By amplification, it means to dump a dead body on the road in plain sight right before a big press conference, for example. While silencing the media is as literal and as imaginative as you can get, which is to either threaten or bring harm to the journalist.
This leads me to our visit to El Nuevo Dia Nogales. It is a moderately sized media office with a radio station, newspaper printing, and a small set for television news. As their administrative head and reporter accommodated us, the usual questions about how they run their media company came out.
What struck me the most is their answer to how they cover narcos or the drug cartel.
As I remember, they mentioned that they feel sorry for their colleagues who have lost their lives in the name of covering the drug trade, and that they have been spared from this because they only publish official reports from authorities. Which led me to think – how can a moderately sized media company focused on news reporting not deeply cover one of the most pressing issues in their country? They said that they do not have investigative reports on the cartels because they have to consider their safety and to also consider the owners of their media organization. Which led me to think, is this right? Would it be fair of me to judge this answer considering that I do not know the full scope of their social and political climate?
Deadliest Regions for Journalists
Just three days ago, the International Federation of Journalists came out with their report called: Journalists and Media Staff Killed 1990-2015. It gave a rundown of the most dangerous places for media, the Philippines being second and Mexico, third.
As a member of the Philippine media I have been inside this naiveté bubble that I am safe and I am free to cover any story I would like (given that it goes through the brainstorming and approval process in our company). This is what I have been used to in my last 10 years of working for television.

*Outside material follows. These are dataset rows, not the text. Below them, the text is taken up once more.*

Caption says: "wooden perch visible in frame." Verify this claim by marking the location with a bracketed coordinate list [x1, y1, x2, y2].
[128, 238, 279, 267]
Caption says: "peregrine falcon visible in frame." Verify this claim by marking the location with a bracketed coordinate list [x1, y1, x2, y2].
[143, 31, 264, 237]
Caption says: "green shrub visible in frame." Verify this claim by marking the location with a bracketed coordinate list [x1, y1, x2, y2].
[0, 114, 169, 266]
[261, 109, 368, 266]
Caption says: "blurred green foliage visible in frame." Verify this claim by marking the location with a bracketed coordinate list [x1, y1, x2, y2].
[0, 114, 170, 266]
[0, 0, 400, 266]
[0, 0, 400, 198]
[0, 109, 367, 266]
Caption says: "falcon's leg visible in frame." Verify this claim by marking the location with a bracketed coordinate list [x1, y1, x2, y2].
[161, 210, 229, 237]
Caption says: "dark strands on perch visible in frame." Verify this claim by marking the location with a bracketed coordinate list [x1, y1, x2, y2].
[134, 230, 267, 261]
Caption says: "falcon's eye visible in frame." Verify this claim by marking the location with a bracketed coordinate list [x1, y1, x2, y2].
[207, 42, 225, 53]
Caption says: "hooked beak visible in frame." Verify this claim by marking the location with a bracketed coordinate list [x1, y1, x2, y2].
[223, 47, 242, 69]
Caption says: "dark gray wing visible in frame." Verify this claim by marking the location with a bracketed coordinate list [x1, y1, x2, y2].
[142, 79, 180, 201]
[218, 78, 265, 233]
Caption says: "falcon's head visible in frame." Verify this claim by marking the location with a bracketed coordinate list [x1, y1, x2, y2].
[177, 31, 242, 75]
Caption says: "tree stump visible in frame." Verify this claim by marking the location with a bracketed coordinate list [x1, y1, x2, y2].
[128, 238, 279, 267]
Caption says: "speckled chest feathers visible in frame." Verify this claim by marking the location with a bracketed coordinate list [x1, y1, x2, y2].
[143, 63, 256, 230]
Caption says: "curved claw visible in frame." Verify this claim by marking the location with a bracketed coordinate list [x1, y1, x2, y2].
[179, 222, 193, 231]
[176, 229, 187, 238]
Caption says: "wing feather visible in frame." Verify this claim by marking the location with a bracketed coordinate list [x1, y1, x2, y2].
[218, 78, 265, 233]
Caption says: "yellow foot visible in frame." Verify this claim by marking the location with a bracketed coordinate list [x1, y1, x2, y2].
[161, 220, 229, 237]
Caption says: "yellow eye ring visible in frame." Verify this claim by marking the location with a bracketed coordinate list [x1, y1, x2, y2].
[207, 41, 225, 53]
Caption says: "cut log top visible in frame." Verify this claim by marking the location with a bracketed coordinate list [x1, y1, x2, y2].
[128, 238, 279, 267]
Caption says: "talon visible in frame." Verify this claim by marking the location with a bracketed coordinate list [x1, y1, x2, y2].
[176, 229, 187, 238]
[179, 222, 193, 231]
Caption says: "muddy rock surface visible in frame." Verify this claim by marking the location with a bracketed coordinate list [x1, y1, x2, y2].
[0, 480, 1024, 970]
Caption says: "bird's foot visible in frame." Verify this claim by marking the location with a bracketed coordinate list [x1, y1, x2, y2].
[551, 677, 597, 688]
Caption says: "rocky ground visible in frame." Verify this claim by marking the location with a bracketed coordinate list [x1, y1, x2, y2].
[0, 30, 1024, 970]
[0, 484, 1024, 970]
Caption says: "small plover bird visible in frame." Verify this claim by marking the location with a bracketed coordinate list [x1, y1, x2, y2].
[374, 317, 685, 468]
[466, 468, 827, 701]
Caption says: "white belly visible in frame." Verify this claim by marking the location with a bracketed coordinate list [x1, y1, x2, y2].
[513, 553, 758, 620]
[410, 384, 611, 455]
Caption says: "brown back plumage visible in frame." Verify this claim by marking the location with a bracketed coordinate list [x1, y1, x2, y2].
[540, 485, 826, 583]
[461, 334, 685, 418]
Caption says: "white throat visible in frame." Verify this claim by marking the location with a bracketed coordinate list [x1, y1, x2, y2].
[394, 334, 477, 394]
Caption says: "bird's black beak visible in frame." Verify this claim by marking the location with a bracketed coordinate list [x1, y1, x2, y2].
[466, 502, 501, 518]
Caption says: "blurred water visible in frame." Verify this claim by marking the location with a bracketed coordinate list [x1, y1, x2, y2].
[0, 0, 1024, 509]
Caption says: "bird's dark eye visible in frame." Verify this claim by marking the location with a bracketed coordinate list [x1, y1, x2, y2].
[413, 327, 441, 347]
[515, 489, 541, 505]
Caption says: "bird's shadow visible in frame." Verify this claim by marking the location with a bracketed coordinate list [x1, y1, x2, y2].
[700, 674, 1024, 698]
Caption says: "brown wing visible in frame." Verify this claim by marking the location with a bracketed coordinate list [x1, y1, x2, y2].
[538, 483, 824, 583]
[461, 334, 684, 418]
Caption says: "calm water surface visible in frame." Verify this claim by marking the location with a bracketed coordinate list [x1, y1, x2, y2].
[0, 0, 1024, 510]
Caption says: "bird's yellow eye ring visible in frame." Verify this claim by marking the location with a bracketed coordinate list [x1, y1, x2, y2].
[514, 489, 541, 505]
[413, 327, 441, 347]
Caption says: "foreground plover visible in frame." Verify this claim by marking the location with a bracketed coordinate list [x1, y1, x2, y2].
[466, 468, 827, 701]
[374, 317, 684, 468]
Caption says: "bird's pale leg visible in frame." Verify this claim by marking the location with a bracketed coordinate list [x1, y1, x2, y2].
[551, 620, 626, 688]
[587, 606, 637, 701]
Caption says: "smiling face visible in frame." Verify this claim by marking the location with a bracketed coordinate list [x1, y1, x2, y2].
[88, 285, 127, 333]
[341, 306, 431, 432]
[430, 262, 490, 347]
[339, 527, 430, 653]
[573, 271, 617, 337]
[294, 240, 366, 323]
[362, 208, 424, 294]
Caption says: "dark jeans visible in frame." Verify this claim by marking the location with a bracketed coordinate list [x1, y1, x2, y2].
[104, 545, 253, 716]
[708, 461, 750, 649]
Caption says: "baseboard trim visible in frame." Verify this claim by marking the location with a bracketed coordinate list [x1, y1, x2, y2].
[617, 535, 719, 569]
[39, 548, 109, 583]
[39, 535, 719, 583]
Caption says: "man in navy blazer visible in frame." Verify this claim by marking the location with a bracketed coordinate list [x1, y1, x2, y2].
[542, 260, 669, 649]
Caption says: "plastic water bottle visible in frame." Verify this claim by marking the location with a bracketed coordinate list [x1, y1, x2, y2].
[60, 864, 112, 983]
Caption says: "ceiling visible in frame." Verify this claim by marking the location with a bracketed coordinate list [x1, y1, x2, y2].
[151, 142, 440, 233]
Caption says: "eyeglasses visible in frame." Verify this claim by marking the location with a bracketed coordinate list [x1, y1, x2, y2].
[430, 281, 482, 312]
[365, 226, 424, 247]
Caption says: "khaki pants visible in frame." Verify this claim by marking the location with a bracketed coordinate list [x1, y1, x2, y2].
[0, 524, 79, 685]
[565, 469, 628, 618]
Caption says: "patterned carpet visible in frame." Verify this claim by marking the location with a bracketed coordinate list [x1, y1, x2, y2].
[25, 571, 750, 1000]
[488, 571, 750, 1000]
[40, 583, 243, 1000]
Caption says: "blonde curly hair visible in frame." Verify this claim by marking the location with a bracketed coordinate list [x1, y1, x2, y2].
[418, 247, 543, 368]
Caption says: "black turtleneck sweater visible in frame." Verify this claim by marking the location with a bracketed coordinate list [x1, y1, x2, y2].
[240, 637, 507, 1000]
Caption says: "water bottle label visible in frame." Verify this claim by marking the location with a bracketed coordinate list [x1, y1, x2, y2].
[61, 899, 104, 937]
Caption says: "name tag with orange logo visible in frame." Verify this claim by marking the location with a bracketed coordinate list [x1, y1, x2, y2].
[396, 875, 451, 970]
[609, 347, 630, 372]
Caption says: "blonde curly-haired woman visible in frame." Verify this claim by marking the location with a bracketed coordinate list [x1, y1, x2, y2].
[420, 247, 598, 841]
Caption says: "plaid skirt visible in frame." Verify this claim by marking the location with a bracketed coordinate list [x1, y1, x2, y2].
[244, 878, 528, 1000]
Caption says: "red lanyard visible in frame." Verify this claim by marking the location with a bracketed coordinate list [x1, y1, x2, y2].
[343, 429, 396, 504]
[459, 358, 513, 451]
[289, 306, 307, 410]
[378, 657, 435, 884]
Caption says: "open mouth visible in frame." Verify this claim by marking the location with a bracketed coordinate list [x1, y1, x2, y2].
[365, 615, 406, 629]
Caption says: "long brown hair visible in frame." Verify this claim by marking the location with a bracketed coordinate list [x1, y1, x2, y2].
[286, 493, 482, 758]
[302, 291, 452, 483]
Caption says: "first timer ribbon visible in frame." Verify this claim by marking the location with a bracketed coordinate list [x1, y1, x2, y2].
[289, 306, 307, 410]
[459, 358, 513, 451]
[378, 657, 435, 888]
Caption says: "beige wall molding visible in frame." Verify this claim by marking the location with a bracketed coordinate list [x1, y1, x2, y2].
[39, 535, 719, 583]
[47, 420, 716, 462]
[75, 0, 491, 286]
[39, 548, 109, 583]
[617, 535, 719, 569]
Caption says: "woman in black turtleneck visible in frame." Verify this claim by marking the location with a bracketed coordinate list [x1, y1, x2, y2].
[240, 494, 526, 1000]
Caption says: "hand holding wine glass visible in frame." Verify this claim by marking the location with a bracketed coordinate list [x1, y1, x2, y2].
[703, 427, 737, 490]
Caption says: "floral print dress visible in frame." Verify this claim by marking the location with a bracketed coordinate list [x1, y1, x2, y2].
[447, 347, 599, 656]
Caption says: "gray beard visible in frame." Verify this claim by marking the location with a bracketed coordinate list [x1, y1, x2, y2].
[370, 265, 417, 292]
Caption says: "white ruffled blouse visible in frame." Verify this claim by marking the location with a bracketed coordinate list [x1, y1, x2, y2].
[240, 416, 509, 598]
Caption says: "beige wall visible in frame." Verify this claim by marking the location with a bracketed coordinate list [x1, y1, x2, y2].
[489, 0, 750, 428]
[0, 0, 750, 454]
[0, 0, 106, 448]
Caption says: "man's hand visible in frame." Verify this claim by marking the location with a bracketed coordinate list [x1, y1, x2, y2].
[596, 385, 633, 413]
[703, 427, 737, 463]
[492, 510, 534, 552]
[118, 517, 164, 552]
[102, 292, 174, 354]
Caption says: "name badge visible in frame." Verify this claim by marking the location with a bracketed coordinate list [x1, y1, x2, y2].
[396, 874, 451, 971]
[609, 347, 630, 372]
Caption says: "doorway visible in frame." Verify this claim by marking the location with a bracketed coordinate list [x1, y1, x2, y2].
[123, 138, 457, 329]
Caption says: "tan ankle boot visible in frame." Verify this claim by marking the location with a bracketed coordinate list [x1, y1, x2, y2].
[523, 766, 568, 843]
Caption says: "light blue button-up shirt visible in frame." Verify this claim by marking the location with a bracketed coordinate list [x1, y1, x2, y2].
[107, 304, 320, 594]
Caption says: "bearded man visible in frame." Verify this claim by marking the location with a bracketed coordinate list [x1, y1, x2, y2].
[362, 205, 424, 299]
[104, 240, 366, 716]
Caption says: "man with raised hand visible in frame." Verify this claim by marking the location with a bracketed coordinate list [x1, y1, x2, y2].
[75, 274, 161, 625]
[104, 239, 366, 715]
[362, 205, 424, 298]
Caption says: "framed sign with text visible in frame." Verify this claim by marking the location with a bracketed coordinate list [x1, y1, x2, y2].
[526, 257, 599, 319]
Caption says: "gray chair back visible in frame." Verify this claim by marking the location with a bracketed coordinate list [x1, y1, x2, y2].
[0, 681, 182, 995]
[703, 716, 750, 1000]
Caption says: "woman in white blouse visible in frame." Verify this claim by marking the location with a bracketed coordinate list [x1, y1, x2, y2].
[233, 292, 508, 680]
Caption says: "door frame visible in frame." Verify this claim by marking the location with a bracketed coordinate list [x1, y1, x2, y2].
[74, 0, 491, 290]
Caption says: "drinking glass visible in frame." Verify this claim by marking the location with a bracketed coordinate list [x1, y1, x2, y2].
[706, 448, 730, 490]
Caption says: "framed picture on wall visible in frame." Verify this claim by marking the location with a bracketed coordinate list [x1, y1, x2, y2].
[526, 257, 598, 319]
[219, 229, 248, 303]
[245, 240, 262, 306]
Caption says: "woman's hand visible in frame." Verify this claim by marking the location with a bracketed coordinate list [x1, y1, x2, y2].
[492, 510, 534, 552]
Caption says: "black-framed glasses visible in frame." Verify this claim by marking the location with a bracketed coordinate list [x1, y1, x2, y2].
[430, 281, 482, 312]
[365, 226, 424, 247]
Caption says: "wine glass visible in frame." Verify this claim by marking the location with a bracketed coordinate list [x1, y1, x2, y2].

But outside my personal bubble is a violent history of media killings in my country, the worst being the Maguindanao Massacre. On the morning of November 23, 2009 the political convoy of Esmael Mangudadatu was on its way to file his certificate of candidacy in Maguindanao province. The convoy that included his wife, sisters, and media men was ambushed. At least 57 people were killed including 30 local journalists and two persons from the media.
Until this day, justice has not been served to the victims and the trial remains closed to the media.
We can speak and shout about press freedom, or judge in times when it is curtailed. But the truth of the matter is, when lives are at stake, is any story worth dying for? It seems that in today’s socio-political landscape our moral compass is what will drive our direction for reporting, wherever we are in the world. And sadly, it seems it’s each man for himself.